March 30, 2013

Fraternities worse than Animal House fail to pay for casualties


"It was the best thing we ever did," said Dave Westol, former executive director of Theta Chi. "You may have five knuckleheads who won't join, and the five who replace them" will stay out of trouble.

Theta Chi membership stood at 5,911 in 1998, when the fraternity voted to go alcohol-free. By 2003, when the ban took effect, it had fallen to 5,126. Westol left in 2006, with membership down to 4,664. In 2010, the national board abandoned the policy. With drinking permitted, membership has rebounded to about 6,700 today.

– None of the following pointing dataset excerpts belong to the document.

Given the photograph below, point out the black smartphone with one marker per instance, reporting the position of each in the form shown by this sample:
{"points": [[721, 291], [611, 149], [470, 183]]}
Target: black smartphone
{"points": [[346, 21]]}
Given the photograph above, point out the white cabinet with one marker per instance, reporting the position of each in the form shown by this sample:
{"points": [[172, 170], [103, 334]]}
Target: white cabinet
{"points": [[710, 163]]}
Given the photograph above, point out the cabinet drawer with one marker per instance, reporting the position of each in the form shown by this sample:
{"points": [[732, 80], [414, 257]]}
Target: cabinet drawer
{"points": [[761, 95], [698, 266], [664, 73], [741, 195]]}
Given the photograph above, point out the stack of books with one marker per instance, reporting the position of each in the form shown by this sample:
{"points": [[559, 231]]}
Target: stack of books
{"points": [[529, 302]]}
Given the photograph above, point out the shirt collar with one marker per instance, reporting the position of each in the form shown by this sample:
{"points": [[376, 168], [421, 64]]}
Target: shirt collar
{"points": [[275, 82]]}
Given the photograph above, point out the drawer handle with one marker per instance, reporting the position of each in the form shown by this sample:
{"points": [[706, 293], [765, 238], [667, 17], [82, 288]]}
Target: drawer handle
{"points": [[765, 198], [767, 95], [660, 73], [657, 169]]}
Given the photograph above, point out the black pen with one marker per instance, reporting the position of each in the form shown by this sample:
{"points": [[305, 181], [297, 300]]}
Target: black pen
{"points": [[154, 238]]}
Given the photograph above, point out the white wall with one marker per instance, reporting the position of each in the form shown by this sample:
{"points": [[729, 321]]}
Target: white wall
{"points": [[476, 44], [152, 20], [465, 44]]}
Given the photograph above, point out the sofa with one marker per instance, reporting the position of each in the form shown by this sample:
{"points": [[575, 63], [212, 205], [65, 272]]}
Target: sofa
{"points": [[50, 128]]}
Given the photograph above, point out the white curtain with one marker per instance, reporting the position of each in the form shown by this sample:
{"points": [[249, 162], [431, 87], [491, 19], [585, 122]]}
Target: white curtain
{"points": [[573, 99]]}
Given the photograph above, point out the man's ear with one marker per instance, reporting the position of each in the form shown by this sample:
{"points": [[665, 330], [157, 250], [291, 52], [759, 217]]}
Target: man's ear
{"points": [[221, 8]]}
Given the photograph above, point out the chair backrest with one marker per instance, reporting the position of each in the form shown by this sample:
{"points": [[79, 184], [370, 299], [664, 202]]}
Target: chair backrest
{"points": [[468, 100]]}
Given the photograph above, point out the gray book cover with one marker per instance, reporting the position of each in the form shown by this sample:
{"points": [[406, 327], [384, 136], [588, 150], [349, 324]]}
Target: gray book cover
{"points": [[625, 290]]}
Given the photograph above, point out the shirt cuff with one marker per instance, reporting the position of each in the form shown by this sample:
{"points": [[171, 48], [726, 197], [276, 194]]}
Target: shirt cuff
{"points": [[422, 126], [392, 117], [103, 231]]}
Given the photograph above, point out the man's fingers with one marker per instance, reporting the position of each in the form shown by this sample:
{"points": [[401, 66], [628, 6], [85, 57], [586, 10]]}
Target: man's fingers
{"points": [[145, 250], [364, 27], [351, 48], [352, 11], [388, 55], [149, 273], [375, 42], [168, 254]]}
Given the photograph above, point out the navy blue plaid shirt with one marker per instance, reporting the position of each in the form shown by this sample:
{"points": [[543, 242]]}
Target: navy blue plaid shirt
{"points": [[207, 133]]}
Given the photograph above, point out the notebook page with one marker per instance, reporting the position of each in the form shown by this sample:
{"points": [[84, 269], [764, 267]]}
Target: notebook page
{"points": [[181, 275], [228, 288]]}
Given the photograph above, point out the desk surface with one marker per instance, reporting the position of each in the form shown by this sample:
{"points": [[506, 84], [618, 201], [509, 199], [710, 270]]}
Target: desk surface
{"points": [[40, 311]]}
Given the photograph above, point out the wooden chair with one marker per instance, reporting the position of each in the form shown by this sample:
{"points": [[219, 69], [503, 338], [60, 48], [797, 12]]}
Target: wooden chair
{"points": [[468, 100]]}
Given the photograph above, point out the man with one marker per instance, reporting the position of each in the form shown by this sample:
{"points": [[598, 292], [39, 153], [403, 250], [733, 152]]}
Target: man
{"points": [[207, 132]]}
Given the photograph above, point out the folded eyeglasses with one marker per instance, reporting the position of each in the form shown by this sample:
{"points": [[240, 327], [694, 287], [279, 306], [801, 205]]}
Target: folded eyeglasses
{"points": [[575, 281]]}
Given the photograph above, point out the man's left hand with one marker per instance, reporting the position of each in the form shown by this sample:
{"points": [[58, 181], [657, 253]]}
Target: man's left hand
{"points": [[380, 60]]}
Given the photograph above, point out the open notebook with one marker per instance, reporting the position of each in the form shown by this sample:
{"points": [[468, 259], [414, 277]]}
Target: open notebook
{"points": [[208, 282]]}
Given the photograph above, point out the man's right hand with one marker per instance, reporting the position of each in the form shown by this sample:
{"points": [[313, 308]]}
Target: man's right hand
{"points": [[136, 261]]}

Declining membership played no role in reversing the alcohol-free policy, Theta Chi Executive Director Michael Mayer said in an email.

Philip Dhanens died of alcohol poisoning after he and other freshmen were locked in a room last August at a Theta Chi chapter at Fresno State University in California until they finished bottles of vodka and tequila.

The national fraternity should have monitored the local chapter more closely, said his mother, Diane Dhanens. She and her husband filed a lawsuit this month against the national fraternity and the chapter.

Fraternity leaders say, "'We'll let you wear Theta Chi,'" she said. "But when something bad happens, 'We're out of here.'"

Theta Chi said in a statement that it revoked the charter of the Fresno State chapter and that it has "strict guidelines prohibiting underage alcohol consumption."

Some national fraternities have segregated assets to avoid liability in high-profile cases. Based in Evanston, Ill., where its headquarters contains a priceless collection of stained-glass Tiffany windows, Sigma Alpha Epsilon has been associated with eight deaths since 2005, the most of any fraternity. Most recently, University of Idaho freshman Joseph Wiederrick, who had been drinking at an SAE party on a Saturday night in January, got lost on his way back to his dorm. The 18- year-old wandered at least five miles, stumbled off an embankment, and froze to death under a bridge.